In A dusty motel room off a forgotten highway. The air smells like old leather and gun oil, y/n sat cross-legged on the motel bed, her fingers tracing the frayed edges of the flannel shirt like it was a lifeline. The silence in the room was thick, broken only by the occasional hum of the ice machine outside.
Y/n was the younger Winchester sibling out of the three, she was 5, Sam was 24 and Dean was 26
John Winchester hadn’t called. Again.
Dean paced near the window, jaw tight, eyes flicking toward his sister every few seconds. Sam sat beside her, offering quiet comfort, his hand resting gently on her back.
“He said he’d be here,” y/n whispered, voice barely audible. “He promised.”
Dean stopped pacing. “Yeah, well, promises don’t mean much when they come from a ghost.”

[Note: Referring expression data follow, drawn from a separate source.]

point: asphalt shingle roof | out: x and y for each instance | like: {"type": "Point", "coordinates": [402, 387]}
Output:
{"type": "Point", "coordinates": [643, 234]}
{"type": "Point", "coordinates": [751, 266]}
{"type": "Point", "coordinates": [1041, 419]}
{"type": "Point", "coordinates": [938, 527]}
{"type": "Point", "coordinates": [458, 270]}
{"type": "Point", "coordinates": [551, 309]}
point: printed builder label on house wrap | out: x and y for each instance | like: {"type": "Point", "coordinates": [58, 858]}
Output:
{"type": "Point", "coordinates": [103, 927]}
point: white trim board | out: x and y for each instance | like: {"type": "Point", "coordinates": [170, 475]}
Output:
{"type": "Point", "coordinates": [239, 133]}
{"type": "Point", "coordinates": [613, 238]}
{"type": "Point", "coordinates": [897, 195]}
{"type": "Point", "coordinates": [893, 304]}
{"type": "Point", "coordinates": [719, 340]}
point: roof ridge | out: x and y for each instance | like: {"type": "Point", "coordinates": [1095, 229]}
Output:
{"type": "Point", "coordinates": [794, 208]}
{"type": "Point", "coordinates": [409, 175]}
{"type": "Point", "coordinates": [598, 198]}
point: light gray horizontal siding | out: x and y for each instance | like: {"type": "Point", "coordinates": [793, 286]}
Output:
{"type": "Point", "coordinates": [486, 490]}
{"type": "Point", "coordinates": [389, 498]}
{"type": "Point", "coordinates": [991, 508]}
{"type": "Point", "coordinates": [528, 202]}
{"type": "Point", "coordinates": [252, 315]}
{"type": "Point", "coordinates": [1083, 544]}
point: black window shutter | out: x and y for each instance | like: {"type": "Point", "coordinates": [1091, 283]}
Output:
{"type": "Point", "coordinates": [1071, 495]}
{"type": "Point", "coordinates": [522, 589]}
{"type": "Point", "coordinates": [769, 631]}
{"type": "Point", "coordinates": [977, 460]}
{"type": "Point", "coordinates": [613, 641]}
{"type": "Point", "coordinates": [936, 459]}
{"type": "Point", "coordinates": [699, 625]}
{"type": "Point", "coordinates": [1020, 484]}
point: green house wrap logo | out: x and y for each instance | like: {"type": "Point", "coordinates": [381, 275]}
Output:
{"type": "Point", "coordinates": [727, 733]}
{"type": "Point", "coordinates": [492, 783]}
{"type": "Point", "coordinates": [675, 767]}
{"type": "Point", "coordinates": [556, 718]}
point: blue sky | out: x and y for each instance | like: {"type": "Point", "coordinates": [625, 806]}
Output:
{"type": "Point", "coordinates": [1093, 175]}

Sam shot Dean a look, but y/n didn’t flinch. She was used to it. Used to the absence, the excuses, the way John’s shadow loomed larger than his presence ever did.
“You’re not alone,” Sam said softly. “You’ve got us. You always will.”
Dean knelt in front of her, his voice rough but steady. “You’re a Winchester. That means you fight. That means you survive. And it damn well means you don’t wait around for someone who keeps choosing the hunt over his own blood.”
Y/n’s eyes welled up, but she didn’t cry. She nodded, slowly, like she was absorbing the truth for the first time.
Sam pulled out a small leather journal—one he’d kept since he was a teenager. “We’re gonna write our own rules now. You, me, Dean. No more waiting. No more wondering.”
Dean grinned, the kind of grin that masked pain with purpose. “And first rule? Family doesn’t bail. Ever.”
Y/n smiled through the ache. For the first time in a long time, she felt like she belonged—not just to a name, but to a bond forged in fire and loyalty.